The USD slips, oil prices weaken, equity markets rally, and US yields are mixed on signals to end the Iran conflict. The U.S. dollar fell for a third consecutive day as investors reacted to signals from President Trump that the conflict with Iran could end sooner than expected, easing safe-haven demand. Despite the pullback, the dollar remains supported by ongoing geopolitical uncertainty and the U.S.’s position as a major energy producer benefiting from higher oil prices. Analysts say the USD is likely to stay resilient unless the Strait of Hormuz fully reopens and Middle East oil production normalizes. Global equities rallied as oil prices fell sharply and President Donald Trump signalled the Middle East conflict could end quickly, lifting risk sentiment. U.S. stock futures advanced while Europe’s Stoxx 600 posted its biggest gain since April, as investors welcomed the drop in energy prices. The move reflects a relief rally across global equity markets, though uncertainty around the Strait of Hormuz and regional tensions continues to pose risks. Elsewhere, oil prices tumbled as easing concerns over Middle East supply disruptions reduced risk premiums, while gold strengthened on continued safe-haven demand. At the same time, Bitcoin rallied toward $71,000, supported by improving market sentiment and renewed investor interest in risk assets. Today sees a light economic calendar, so focus will be on the US ADP Business Optimism Index and updates on the Iran/US war for direction.
In the news. Oil slides as Trump says war will end 'very soon'. China's exports surge 21.8% in the first two months of this year. Poland to build the EU's first anti-drone shield. Amazon holds an engineering meeting following AI-related outages. Shares of China's battery champion soar 10% as AI boom boosts demand. "Exceptional' wetness points to climate future, say scientists. G7 'stands ready' to release emergency oil reserves. Feds announce nearly $1 billion for domestic defence innovation, including Bombardier aircraft. Iran bets on endurance, energy disruption to outlast US & Israel. TikTok gets green light to stay in Canada, reversing earlier ban.

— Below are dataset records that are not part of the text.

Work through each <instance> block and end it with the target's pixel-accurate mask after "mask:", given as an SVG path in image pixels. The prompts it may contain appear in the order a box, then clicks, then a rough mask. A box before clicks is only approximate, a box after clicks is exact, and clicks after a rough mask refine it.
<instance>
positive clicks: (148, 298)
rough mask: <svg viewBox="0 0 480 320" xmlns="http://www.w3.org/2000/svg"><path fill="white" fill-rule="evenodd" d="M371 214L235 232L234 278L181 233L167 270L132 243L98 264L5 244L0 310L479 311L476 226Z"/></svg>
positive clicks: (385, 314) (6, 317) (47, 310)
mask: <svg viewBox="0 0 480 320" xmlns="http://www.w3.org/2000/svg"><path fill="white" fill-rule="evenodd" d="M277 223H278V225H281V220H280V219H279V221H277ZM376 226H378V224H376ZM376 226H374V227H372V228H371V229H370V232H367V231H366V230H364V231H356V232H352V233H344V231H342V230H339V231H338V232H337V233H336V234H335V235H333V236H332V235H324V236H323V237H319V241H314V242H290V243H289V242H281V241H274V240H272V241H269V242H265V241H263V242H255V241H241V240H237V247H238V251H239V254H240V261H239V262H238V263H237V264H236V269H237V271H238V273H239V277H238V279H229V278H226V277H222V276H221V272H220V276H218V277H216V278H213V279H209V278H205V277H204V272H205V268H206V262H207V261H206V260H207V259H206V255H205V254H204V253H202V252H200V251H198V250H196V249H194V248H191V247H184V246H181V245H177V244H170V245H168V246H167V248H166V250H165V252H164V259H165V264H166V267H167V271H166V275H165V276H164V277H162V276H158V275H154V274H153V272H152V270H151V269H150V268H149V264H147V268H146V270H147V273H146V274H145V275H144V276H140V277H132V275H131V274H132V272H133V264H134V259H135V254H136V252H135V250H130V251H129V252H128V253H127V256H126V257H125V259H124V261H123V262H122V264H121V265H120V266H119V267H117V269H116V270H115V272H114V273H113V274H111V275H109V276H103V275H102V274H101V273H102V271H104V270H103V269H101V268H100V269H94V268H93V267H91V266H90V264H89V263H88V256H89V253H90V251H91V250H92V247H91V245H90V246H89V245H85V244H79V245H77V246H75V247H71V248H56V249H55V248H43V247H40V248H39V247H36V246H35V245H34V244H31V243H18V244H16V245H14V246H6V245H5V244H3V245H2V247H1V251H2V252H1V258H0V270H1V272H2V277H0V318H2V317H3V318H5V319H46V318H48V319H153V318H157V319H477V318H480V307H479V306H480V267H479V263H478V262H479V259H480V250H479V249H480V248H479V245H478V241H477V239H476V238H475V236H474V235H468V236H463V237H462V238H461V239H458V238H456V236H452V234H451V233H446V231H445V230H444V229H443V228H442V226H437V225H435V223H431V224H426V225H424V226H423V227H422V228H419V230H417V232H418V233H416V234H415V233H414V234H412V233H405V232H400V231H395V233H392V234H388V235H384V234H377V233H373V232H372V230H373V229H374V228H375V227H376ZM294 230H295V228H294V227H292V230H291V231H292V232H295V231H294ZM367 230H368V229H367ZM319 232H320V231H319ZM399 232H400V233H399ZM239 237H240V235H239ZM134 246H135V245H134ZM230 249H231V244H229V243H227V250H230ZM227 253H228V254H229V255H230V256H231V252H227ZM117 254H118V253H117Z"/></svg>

In currency markets. The Australian dollar and Mexican peso rallied against the U.S. dollar as improving risk sentiment and demand for higher-yielding currencies lifted commodity and emerging-market FX. Meanwhile, China’s yuan strengthened after record exports surged 22% in the first two months of 2026, boosting trade inflows and exporter dollar conversions. CNY strengthens 0.5%, while Asian currencies firmed 0.1% on average against the USD. Trading currencies rebound, with PLN down 0.1%, NOK flat, JPY, KWD, NZD, ZAR up 0.1%, CHF, SEK, DKK, & CZK firming 0.25%, while MXN & AUD rallied 0.7% against the USD.
In commodity markets. Oil prices tumble 5.5%. Natural Gas eased 0.5%. Gold strengthened 1.6%. Silver prices rallied 5.2%. Copper prices advanced 1.3%. Coffee & Wheat prices weakened 0.9%, and Soybean prices slipped 0.3%.
CAD holds steady against the U.S. dollar after giving back a small portion of recent gains, with elevated oil prices linked to Middle East tensions continuing to support the currency. Investors are also turning their attention to upcoming Canadian employment data, which could influence expectations for Bank of Canada policy. Recent figures showed Canada’s unemployment rate around 6.5%, the lowest in about 16 months, highlighting a relatively resilient labour market despite mixed job growth.
EURCAD held steady as modest euro gains against the U.S. dollar were offset by support for the Canadian dollar from elevated oil prices. Cautious market sentiment and ongoing geopolitical tensions kept the cross largely range-bound.
EUR inched higher against the U.S. dollar, with EUR/USD holding near 1.1650 as markets weighed easing oil prices and cautious risk sentiment. Comments suggesting the Middle East conflict could end soon supported the euro’s recovery, though the dollar retained some safe-haven demand. Investors are now turning their focus to upcoming U.S. inflation data for further direction.
GBPEUR held steady as markets repriced expectations of the Bank of England's rate path higher amid rising inflation risks linked to the energy shock. The prospect of a more hawkish BoE provided support for sterling, offsetting broader uncertainty tied to the Middle East conflict. Meanwhile, weaker German industrial production data weighed on the euro, helping keep the pair broadly stable.
GBP strengthened against the U.S. dollar, supported by improving global risk sentiment and reduced demand for the safe-haven greenback. Sterling was also lifted by a sharp shift in expectations for the Bank of England's interest rate, with markets now pricing in the possibility of a rate hike later this year rather than the earlier anticipated cuts. However, ongoing geopolitical uncertainty in the Middle East may temper further gains.